Other real estate executives focused on the potential for the legislation to create new minority housing and development opportunities.  “We anticipate SB6 will create opportunities for minority homebuyers to come back into the cities they were displaced from due to rising costs and gentrification,” she predicted, Lydia Pope, president of the National Association of Real Estate Brokers, a professional organization focused on the needs of minority colleagues, clients and communities.

But there is a caveat. “Minority developers are critical at ensuring developments are built for the minority community and are affordable,” Pope said, noting these businesses often struggle to compete for limited tax credits.

Further, she said, the projects enabled by the legislation should advance housing equity and diversity recruitment by enabling public employees, like police, firemen and teachers, to afford to live in the communities where they work.

To ensure equity, Pope suggests the legislation include “specific language that gives priority and/or tax credit bonus points for minority developers that are located in the development’s jurisdiction, projects that have at least 25 percent minority participation at the developer’s level, developments that give purchasing priority to residents that have been displaced from the community they once lived in within seven years.”

Design and Construction

Zbikowski is particularly pleased with the elimination of previous parking standards in the new law. “We are now able to restructure how our typical developments are laid out,” he shared. “This gives us more freedom while designing in high-density areas.” The architect does caution against property owners creating congestion issues or parking shortages in some neighborhoods.

He is glad to see the door opened for more would-be developers and landlords. “In many cases, though, admittedly not all, competition can help drive quality and encourage upkeep, which is always a concern with affordable housing,” he remarked.

“I think the burden is now upon the private developer and A+D community to think critically about what the best project might be and consider the potential downsides of the new legislation using a grass roots approach,” he added.

Expansion

Watson anticipates other states adopting the same approach. “The housing shortage may be the most extreme in California, but it is a national problem,” she said. “Every market that we operate in will have to address these issues in some form or another (many have already in some fashion).” She cites New York, Washington D.C., Charlotte, Research Triangle [North Carolina], Atlanta, Denver and Dallas as housing-stressed markets.

That work is already underway at varying degrees though California is leading the way. “Several other states have taken action to address housing shortages, including Oregon, where single-family zoning was eliminated in most circumstances, and Massachusetts, where Chapter 40B streamlines permitting processes for subsidized projects affordable to lower-income residents,” he said.

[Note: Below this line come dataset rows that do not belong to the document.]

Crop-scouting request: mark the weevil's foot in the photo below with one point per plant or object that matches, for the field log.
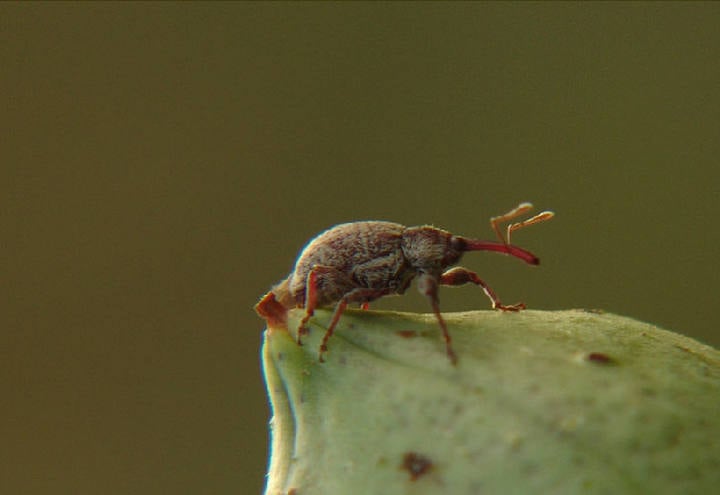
(453, 357)
(511, 307)
(321, 353)
(301, 332)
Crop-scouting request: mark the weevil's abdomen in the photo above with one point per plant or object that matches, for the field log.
(368, 252)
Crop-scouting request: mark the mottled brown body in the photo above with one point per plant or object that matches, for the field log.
(360, 262)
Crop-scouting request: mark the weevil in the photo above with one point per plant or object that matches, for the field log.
(359, 262)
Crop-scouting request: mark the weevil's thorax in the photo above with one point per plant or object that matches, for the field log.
(431, 249)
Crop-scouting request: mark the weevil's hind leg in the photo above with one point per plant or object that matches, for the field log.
(427, 284)
(460, 276)
(325, 280)
(355, 295)
(495, 222)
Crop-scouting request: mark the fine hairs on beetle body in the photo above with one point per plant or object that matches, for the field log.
(359, 262)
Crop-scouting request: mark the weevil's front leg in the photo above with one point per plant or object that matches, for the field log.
(355, 295)
(427, 285)
(325, 280)
(461, 276)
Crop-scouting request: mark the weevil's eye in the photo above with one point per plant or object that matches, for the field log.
(457, 243)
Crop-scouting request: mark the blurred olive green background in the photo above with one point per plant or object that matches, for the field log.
(162, 164)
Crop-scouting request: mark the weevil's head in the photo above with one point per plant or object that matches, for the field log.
(431, 249)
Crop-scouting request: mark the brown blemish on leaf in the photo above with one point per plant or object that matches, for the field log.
(600, 358)
(407, 334)
(416, 465)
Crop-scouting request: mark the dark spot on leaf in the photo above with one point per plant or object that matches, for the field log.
(416, 465)
(599, 357)
(407, 334)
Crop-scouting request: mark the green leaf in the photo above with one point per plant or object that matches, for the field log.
(539, 402)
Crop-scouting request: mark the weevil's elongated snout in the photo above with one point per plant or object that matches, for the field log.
(500, 247)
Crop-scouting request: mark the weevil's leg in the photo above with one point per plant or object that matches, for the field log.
(461, 276)
(427, 284)
(355, 295)
(325, 280)
(540, 217)
(495, 222)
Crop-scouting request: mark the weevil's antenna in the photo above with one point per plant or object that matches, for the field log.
(500, 247)
(540, 217)
(520, 209)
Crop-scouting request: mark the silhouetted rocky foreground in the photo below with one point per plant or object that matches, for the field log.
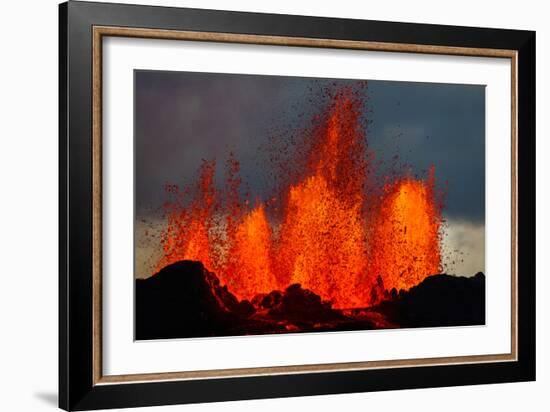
(186, 300)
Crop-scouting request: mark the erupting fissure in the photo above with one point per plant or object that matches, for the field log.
(337, 231)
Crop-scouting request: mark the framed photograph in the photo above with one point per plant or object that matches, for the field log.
(257, 205)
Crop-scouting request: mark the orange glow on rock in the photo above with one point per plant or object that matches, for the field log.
(336, 232)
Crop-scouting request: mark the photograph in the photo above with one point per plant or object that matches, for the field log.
(272, 204)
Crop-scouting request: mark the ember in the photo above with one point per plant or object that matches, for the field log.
(336, 231)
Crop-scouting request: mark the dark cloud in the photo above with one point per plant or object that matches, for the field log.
(181, 118)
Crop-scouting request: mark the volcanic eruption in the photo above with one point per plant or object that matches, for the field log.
(332, 226)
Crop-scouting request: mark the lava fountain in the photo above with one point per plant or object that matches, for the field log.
(336, 232)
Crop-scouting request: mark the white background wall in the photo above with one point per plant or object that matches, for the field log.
(28, 203)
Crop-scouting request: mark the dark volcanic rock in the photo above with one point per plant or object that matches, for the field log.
(186, 300)
(301, 306)
(439, 300)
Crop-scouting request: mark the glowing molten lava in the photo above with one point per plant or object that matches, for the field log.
(332, 228)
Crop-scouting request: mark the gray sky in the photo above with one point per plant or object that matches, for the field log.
(182, 117)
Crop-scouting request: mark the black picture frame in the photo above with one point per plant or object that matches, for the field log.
(77, 390)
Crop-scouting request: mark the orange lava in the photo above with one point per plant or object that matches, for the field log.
(335, 232)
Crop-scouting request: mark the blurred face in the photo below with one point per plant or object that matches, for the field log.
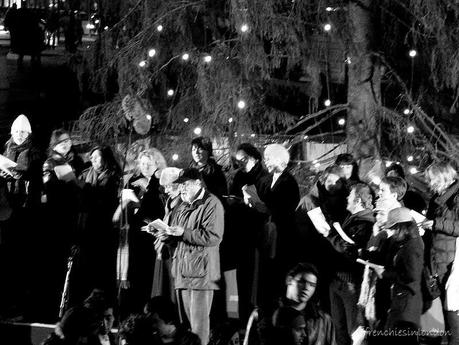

McRitchie, on the other hand, is less bullish on a national expansion. “I don’t think there are any other states that have the regulation, legislation and the level of litigation quite like California,” he commented.

The potential benefits of the Middle Class Housing Act’s inclusion of unused commercial land for residential use include removing blighted properties, reviving downtown areas, increasing the local tax base and even possibly having developers clean  sites with pollution issues if the financial incentives support this.

“Recent California legislation should be helpful in addressing the state’s housing crisis, though the scale of the challenge requires a broad complement of strategies and investments.”

This is likely true for all 50 states.